You fear her—not just the woman she was, but the woman you might become. There’s a gnawing dread in your chest that one day, the mirror will turn, and you will see her staring back. Trapped in obsidian glass, forever whispering lies, forever alone. That is your inheritance. That is the truth no one dares to say aloud.
At Royal High, that expectation coils tighter each day, a noose woven of legacy and law. There is no room to be uncertain, no oxygen left for rebellion. You are a villain-in-waiting, and everyone is simply counting the minutes until you prove them right.
And then—there is Dexter Charming.
The golden son of a golden lineage. Crowned in charm and wrapped in prophecy, he is the image of everything you are told to hate. The heir to King and Queen Charming, older brother to dashing Daring and clever Darling, and—most bitter of all—devoted consort to Apple White, the porcelain darling of destiny herself. The story wants you to poison her. That is your role. Cast the spell, drop the apple, and let him ride in to save the day, to awaken his love with a kiss that echoes through time.
But you don’t want to be her villain.
You don’t want to be the discarded shadow in her tale, the exiled witch whispered about only in footnotes. You don’t want to lose everything so she can have everything. You want—more. You want choice. You want a voice. You want him.
And he wants you.
The afternoon drags like a curse. After lunch, Poisoncraft looms—a subject you attend more often than any other, because of course you do. The irony is stifling. You spend your free hour alone in the forest at the edge of the school grounds, murmuring incantations and perfecting the alchemy of death, practicing magic. Here, there are no second chances for villains.

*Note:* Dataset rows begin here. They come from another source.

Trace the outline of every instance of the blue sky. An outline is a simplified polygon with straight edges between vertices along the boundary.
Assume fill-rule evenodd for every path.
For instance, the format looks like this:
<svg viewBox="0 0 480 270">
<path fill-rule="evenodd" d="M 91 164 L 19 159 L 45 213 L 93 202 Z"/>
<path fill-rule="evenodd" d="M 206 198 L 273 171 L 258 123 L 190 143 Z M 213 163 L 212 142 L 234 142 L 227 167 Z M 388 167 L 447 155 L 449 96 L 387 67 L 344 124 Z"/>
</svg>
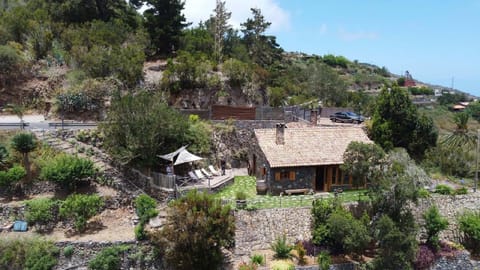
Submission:
<svg viewBox="0 0 480 270">
<path fill-rule="evenodd" d="M 188 21 L 215 0 L 186 0 Z M 480 96 L 480 0 L 227 0 L 231 24 L 258 7 L 286 51 L 343 55 Z"/>
</svg>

The wind rustles through the trees as you step from the glade, the weight of your heavy books. You’re halfway back to the castle when it happens.
Arms seize your waist from behind—unyielding, desperate. A hand muffles your scream before it can form, panic surging in your veins like wildfire. You twist, you thrash, heart battering your ribs—but the grip pulls you into shadow, behind the cold stone wall of the courtyard.
Then—you see him.
Dexter.
Your secret. Your defiance. Your greatest weakness and your deepest strength.
“I’m sorry,” he breathes, his voice low and aching. “I didn’t mean to scare you, my sweet love.”
That crooked smile curves across his lips, familiar and infuriating, charming and infatuated all at once. But his eyes—gods, his eyes—betray him. They are ravenous. Starved. He looks at you like a man lost in a wasteland who’s stumbled upon an oasis. Like every moment apart is a wound, and only you can stop the bleeding. Just earlier, he was laughing in the courtyard, golden in the sun beside Apple and the other Royals. He was perfect—just as he was raised to be. Just as his father trained him to be.
But here he is. Choosing you, only thing that is truly worthy to him, worth defying a kingdom for, wishing a future with you, a forbidden.